En effet, Paris ne semble pas malgré la déconvenue allemande avoir été refroidie dans sa quête de coopération européenne. «Ces solutions devront rester ouvertes à la coopération avec d’autres partenaires européens», précise la DGA dans son annonce du 12 janvier. Il faut dire que le MAWS ambitionne d’être un «système de systèmes», à l’instar du Système de combat aérien du futur (SCAF) et de son pendant terrestre, le MGCS.
Tout comme celui de l’artillerie du futur (CIFS), ces programmes de coopération franco-allemands furent entérinés dans la foulée de l’arrivée d’Emmanuel Macron à l’Elysée. En dopant l’industrie de défense sur le Vieux continent, ceux-ci aspirent à favoriser l’émergence d’une autonomie stratégique européenne si chère au locataire du «Château».
La participation allemande définitivement écartée ?
«En termes de coopération, d’autres pays européens pourraient être intéressés, compte tenu du niveau de savoir-faire qui est un des meilleurs du monde en termes de lutte anti-sous-marine», assurait, fin octobre, l’amiral Pierre Vandier, chef d’état-major de la Marine nationale, lors d’une audition Sénat.
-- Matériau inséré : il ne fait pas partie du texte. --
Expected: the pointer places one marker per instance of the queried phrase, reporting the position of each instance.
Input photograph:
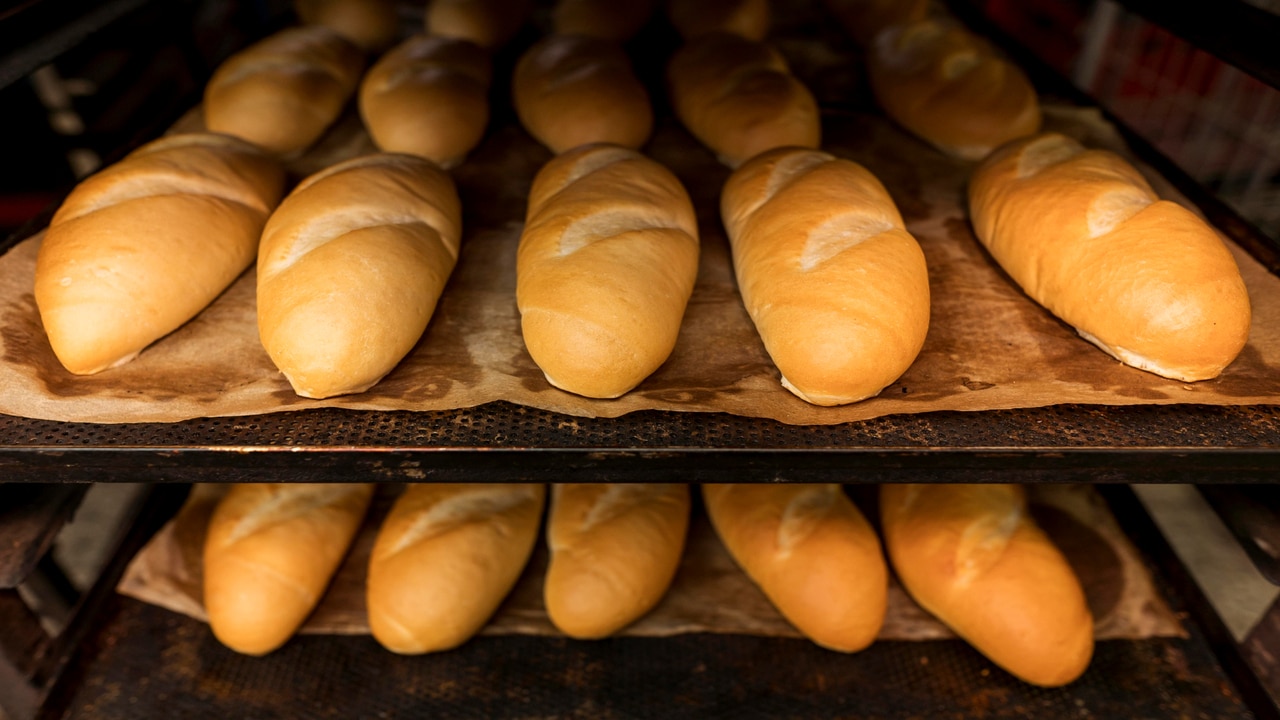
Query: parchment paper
(988, 345)
(708, 595)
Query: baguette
(371, 24)
(351, 268)
(949, 87)
(607, 19)
(270, 552)
(864, 19)
(1083, 235)
(739, 98)
(615, 551)
(695, 18)
(572, 90)
(812, 552)
(606, 265)
(835, 285)
(142, 246)
(488, 23)
(428, 96)
(284, 91)
(973, 557)
(446, 557)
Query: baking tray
(503, 441)
(141, 661)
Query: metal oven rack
(119, 657)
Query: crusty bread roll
(608, 19)
(488, 23)
(446, 557)
(835, 285)
(740, 99)
(371, 24)
(269, 555)
(615, 551)
(606, 265)
(284, 91)
(1084, 235)
(428, 96)
(574, 90)
(351, 267)
(813, 554)
(695, 18)
(972, 556)
(949, 87)
(863, 19)
(142, 246)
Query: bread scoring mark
(983, 543)
(611, 223)
(464, 507)
(839, 235)
(287, 505)
(1110, 209)
(803, 514)
(327, 228)
(1045, 151)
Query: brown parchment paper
(708, 595)
(988, 345)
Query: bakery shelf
(142, 661)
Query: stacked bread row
(836, 286)
(447, 555)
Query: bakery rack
(119, 657)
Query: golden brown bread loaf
(972, 556)
(863, 19)
(142, 246)
(608, 19)
(1084, 236)
(428, 96)
(695, 18)
(835, 285)
(371, 24)
(949, 87)
(606, 265)
(269, 555)
(351, 267)
(615, 551)
(812, 552)
(488, 23)
(574, 90)
(284, 91)
(446, 557)
(739, 98)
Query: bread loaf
(949, 87)
(373, 24)
(739, 98)
(444, 560)
(695, 18)
(972, 556)
(812, 552)
(142, 246)
(572, 90)
(606, 265)
(1084, 236)
(488, 23)
(607, 19)
(835, 285)
(864, 19)
(269, 555)
(428, 96)
(284, 91)
(615, 551)
(351, 267)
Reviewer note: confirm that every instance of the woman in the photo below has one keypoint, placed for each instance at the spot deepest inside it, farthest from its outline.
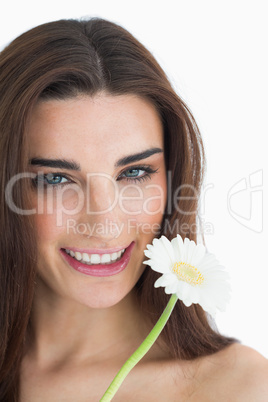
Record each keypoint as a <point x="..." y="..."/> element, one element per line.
<point x="99" y="156"/>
Sans entrer dans les détails, l’officier général évoque alors des «offres» que des industriels seraient en train de remettre à la DGA pour le replacement des Patmar. Au même moment, côté allemand – où l’on n’a pas officiellement tourné le dos au programme – on attend également les résultats d’une «étude» préliminaire menée par le ministère français des Armées, à en croire Defense News.
Selon l’hebdomadaire américain, le ministère fédéral de la Défense tablait ainsi, «en novembre», sur un «signal» de Paris concernant «la manière de procéder» jusqu’à l’entrée en service du MAWS. Forts de leur budget réhaussé, dans le contexte du conflit ukrainien, les Allemands ont annoncés début juin leur intention d’acquérir… jusqu’à sept P8A-Poseidon supplémentaires.
Les accrocs de Berlin sur le MAWS ne sont pas les seules tâches récentes au tableau de la collaboration franco-allemande. Toujours en matière d’industrie de défense, abstraction faite des péripéties autour du SCAF et du MGCS, le projet de missile antichar du futur (MAST-F) ou encore celui de la modernisation de l’emblématique hélicoptère Tigre ont été torpillés dans les règles par Berlin.